My time at Sydney University becomes relevant when I find that Douglas Stewart’s verse dramas created, even more than they reflected, crucial changes in our culture, well before Ray Lawler wrote The Summer of the Seventeenth Doll, first performed at the Union Theatre in Melbourne on 28 November 1955: “While the Doll’s status as a cultural catalyst is important, the environment that conditioned its production and reception was the achievement of prior artists. The Doll may look like the start of the Australian drama narrative, but it is the middle of it, the reward for the steady creative toil of post-federation theatre. Borrowing the observation of Indigenous artist Gordon Bennett, by the 1950s, Australian drama had enough of a past to conceive a future. That this past was—and remains—largely unacknowledged, reflects the difficulty Australia has of owning its past generally. In my Conclusion I consider how our negative view of nationhood is preventing proper understanding of the role and value of Australian drama.”
The Contents page of Australia in 50 Plays is the work of a stirrer [my comments]:
Chapter 1. 1901–1914: Ozziewood [not exactly Hollywood]
Chapter 2. 1915–1929: Unknown knowns [not admitting what we don’t want to think about]
Chapter 3. 1930–1945: The real Australia [really?]
Chapter 4. 1945–1960: A step change [waving; not drowning]
Chapter 5. 1961–1975: Not better, just different [just so]
Chapter 6. 1976–1990: The compelling mood darkens [what Lucky Country?]
Chapter 7. 1991–2005: The End (yet the persistence) of History [to the Right or to the Left?]
Chapter 8. 2006–2020: The return of the nation [Black is the New White]
Conclusion "…the historically indisputable fact that drama is a serious mode of inquiry on a par with academic research…"
But this is the sort of stirring the pot that nowadays I find in The Saturday Paper. Meyrick’s work combines details of information that are alluded to, but often not made explicit by others, with carefully thought-through critical analysis. New lights are shone from different angles than I expected. Academic history becomes a personal conversation. It’s as if I am watching a play, hearing what the characters say, picking up the nuances behind their words and actions, even in the silences. And thinking and feeling what I might say or do in response.
“There is something deeply dispiriting about the absence of women from key roles in Australian theatre as it ‘professionalised’” he says in Chapter 4, and I’m thinking but there are all those plays he’s told me about in the first half of that century written and directed and presented in theatres led by women – some even Communists, what’s more. So what happened to the women after World War II?

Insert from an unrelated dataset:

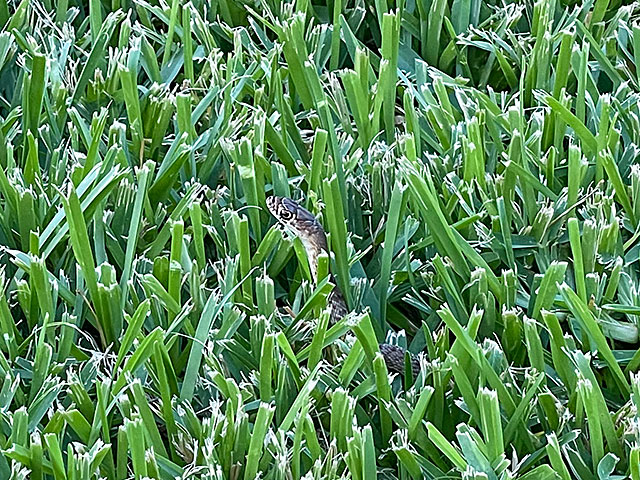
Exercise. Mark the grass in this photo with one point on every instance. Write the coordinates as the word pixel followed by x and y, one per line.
pixel 473 162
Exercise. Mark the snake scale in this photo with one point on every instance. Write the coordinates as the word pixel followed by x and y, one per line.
pixel 302 224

What happened to playwrights “such as Betty Roland, Katharine Susannah Prichard, Hilda Bull, Henrietta Drake-Brockman and Dymphna Cusack, and directors like May Hollingworth (the Metropolitan Theatre), Doris Fitton (the Independent Theatre, Catherine Duncan (the New Theatre) and Barbara Sisley (La Boite) [who] are the prophets and pathfinders of Australian Drama, their creative and management talents transforming it into a serious cultural force”?
Of course I’ve never forgotten One Day of the Year (the first professional season was in April 1961 at the Palace Theatre in Sydney as I was repeating 3rd Year uni) – but it was written by a bloke. Alan Seymour. But then, at its debut on 20 July 1960 as an amateur production by the Adelaide Theatre Group, Jean Marshall, the Director, and those involved in the Adelaide production had received death threats – as did Seymour when I saw it. So at least Alan Seymour was my kind of bloke.
And Julian Meyrick is certainly my kind of academic historian, writing the right stuff for anyone active and even merely interested in theatre – Australian or of any other kind.